5. Thanks for the reply, but I am afraid I don't fully understand. Could you provide the basic steps you would take, not necesarrily for this problem, but expanding functions into powers series in general?

6. Originally Posted by Mattpd
How would I expand the function $8/(2+x)$ in a series of powers of x-2?
What Tikoloshe did was use the formula for the "Taylor's series" at x= 2.

Simpler, I think, is: Write the function at $\frac{8}{2+ x- 2+ 2}= \frac{8}{4+ (x- 2)}= \frac{2}{1+ \frac{1}{4}(x-2)}= \frac{4}{1- (-(x-2))}$.

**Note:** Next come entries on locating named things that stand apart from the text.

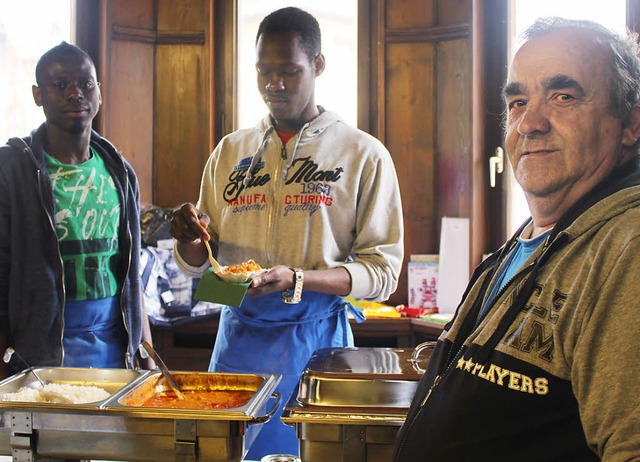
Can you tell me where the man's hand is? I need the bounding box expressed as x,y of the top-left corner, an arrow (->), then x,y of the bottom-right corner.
171,203 -> 211,244
247,265 -> 295,297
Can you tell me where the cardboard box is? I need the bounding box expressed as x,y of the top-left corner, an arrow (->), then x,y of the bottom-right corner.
407,255 -> 439,310
193,268 -> 251,306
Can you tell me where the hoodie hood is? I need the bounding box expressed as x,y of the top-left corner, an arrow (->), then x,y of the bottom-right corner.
243,106 -> 341,187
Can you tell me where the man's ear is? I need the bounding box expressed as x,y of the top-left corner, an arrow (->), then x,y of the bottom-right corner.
622,106 -> 640,146
313,53 -> 326,77
31,85 -> 42,107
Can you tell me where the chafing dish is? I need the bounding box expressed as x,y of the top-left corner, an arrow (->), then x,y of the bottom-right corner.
0,368 -> 280,462
281,343 -> 433,462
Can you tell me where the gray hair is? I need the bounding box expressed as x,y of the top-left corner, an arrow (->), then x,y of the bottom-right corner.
521,17 -> 640,122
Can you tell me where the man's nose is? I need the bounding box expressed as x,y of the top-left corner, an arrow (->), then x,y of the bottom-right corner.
67,82 -> 84,100
267,72 -> 284,91
518,101 -> 551,135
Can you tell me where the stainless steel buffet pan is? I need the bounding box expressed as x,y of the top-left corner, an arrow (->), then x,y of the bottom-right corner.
281,344 -> 432,462
297,348 -> 430,408
0,368 -> 280,462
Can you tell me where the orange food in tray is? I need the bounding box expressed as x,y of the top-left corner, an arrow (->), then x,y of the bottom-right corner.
215,259 -> 266,283
225,260 -> 262,274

Now, use the fact that sum of a geometric series is given by $\sum_{n=0}^\infty ar^n= \frac{a}{1- r}$
with a= 4 and r= -(x-2).

7. @HallsofIvy: I don’t think your answer is correct. When you have $a=4$ and $r=-(x-2)$, then your series converges to $\frac{4}{x-1}$, which is not the original function.

If you want to use a geometric series method, you could use $a=8$ and $r=-(x+1)$, but then your power series is no longer in factors of (x-2).

Or you could stop at $\frac{8}{x+2}=\frac{2}{1+ \frac{1}{4}(x-2)}$, and simply let $a=2$ and $r=-\frac{1}{4}(x-2)$, which gives my original answer.

@Mattpd: My method is quite a brute force method, which one often uses when learning about power series. Basically, Taylor’s theorem states that under certain conditions, $f(x)=\sum_{n=0}^\infty f^{(n)}(c)\frac{(x-c)^n}{n!}$, where $f^{(n)}(c)$ is shorthand for the $n$th derivative of $f$ evaluated at $c$. Depending on what function you have, it may be possible to find (by induction) an exact expression for $f^{(n)}(c)$.

The method HallsofIvy gave (which is correct despite a slight haste in the actual solution), reduces the problem to one for which the answer is known (namely it tries to make your function look like the expression for the sum of a geometric series).

8. You are right, I changed what I had written on the very first line, but left the final (incorrect) part of that line and then used it!

$
\frac{8}{2+ x- 2+ 2}= \frac{8}{4+ (x- 2)}= \frac{2}{1+ \frac{1}{4}(x-2)}= \frac{4}{1- (-(x-2))}
$
should be $
\frac{8}{2+ x- 2+ 2}= \frac{8}{4+ (x- 2)}= \frac{2}{1+ \frac{1}{4}(x-2)}
$

so that we have a geometric series with a= 2 and $r= -\frac{1}{4}(x- 2)$. Thanks for catching that.